The Wedding of Rustom and Freiny 1923

In April 1923, Meher Baba uprooted His ashram in Bombay (Manzil-e-Meem), and traveled by train to Ahmednagar with thirteen disciples. Baba had hinted that they might settle in nearby Arangaon village, and the Muslim saint Gilori Shah had predicted His coming. But the first purpose of their journey to Ahmednagar was to attend a wedding. What a remarkable and seminal event it was!

Baba and His mandali in Quetta (now Pakistan) soon after the wedding in 1923.
(Photo courtesy of MN Publications)

Baba Himself had arranged the match and the festive betrothal while still at Manzil-e-Meem. Rustom, the groom, was Baba’s handsome and dynamic disciple, brother of Adi K. Irani and son of Baba’s “spiritual mother” Gulmai and her husband Kaikhushru, a successful Zoroastrian businessman of Ahmednagar.

The bride Piroja (whom Baba re-named Freiny) was the beautiful daughter of His devotee Daulat and the late Jehangir Irani, who had been a wealthy Forest Officer. She was also the older sister of Baba’s beloved Mehera.

Piroja (Freiny), Daulat, Mehera, and Jehangir in 1910.
(Photo courtesy of MN Publications)

On arrival in Ahmednagar, Meher Baba and His mandali were guests at Khushru Quarters (now Meher Nazar Trust Compound), the home of Kaikhushru’s extended family. During this time Baba kept a seven-day seclusion in one room. Afterward, Baba took the men for a few days to Happy Valley (near present-day Meherazad) where they celebrated Perfect Master Upasni Maharaj’s birthday.

Khushru Quarters today.

Back at Khushru Quarters, Baba learned of criticism and gossip against Him by some Zoroastrian guests. He stormed out of the gate, as the Mandali scrambled to follow. Passing the railway station, He walked on for miles. … When He stopped to rest under a neem tree, He pointed out the newly-built tomb of Gilori Shah, and the remains of a British military camp nearby.

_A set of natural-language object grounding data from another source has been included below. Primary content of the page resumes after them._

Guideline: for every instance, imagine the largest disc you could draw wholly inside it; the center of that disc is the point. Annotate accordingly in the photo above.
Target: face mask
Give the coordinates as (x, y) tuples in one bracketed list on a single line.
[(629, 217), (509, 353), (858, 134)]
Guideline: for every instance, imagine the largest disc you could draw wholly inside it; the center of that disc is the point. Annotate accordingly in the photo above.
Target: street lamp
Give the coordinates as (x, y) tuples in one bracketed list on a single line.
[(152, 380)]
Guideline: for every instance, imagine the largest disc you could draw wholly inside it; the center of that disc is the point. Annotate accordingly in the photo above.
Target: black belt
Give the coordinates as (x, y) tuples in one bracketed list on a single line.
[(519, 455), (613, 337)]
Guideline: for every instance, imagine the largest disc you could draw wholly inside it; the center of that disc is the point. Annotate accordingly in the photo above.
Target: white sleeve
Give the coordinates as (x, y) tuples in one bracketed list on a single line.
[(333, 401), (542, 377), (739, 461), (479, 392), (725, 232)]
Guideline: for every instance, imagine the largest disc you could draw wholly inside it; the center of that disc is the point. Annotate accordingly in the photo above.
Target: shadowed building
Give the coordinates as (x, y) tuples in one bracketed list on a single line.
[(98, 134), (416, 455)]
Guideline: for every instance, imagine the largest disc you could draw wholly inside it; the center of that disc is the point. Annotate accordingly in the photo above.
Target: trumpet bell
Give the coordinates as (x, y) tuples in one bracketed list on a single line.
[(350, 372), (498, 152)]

The mandali were surprised—Meher Baba had led them to Arangaon! (Gulmai had invited Baba to settle on her husband’s property near this village—but they did not anticipate a visit before the wedding.) Baba and the men slept near the well that night, and spent the next four days arranging living quarters. It was the bare beginning of what would soon become “Meherabad.”

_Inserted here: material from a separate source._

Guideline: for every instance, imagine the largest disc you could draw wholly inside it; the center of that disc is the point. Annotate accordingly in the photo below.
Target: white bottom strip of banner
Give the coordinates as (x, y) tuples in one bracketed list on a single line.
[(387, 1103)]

Meanwhile, the groom had heard of Baba’s sudden departure from Khushru Quarters. Rustom began a desperate search and found the party camped near Arangaon. He pleaded with Baba to return to Ahmednagar for his wedding.

Baba returned, but remained secluded in the “bird’s eye view” cupola of Sarosh Manzil, Gulmai’s family’s other residence up the lane from Khushru Quarters.

A 1921 photo of Sarosh Manzil—Kaikhushru and Gulmai’s family residence in Ahmednagar.
The “birds eye view cupola” is at the top. The building was torn down in the 1980s.
(Photo courtesy of MN Publications)

On 9th May, the wedding festivities began at Sarosh Manzil with puja (a prayer ritual) before Baba, who wore a new suit of clothes. Rustom and Freiny were blessed by His embrace.

The Zoroastrian wedding ceremony was performed later that day at the nearby Parsi Agyari (fire temple), which is still in use today. Baba did not attend this ceremony.

Outside the fire temple, the garlanded couple was photographed with relatives and guests, including Baba’s mother, Shirinmai.

The wedding party outside the Agyari (Fire Temple) in Ahmednagar. Rustom and Freiny are
garlanded at center. Among the children are some future mandali, including Goher and Mani.
(Photo courtesy of MN Publications)

One of the couple’s children-to-be—Meheru—would become one of Baba’s closest women mandali and a New Life Companion.

But where in the photo are the mandali, and where is the bride’s sister, Mehera? According to Baba’s instruction, the men mandali were busy at Khushru Quarters, cleaning and chopping vegetables for the wedding feast! Mehera missed her only sister’s wedding, staying back at Sakori with Upasni Maharaj because her knee had mysteriously become swollen.

The celebration in the garden courtyard of Khushru Quarters was a grand and stylish affair for two hundred guests. Under a colorful canopy, there was music by a European band and a delicious feast. But the Mandali were forbidden by Baba to eat! The next day there were qawaali singing programs in Baba’s presence.

What a story! How the Beloved bound His earliest faithful few ever more tightly, and led them in one dramatic sweep to these sacred grounds: Meher Nazar, Meherazad, and Meherabad!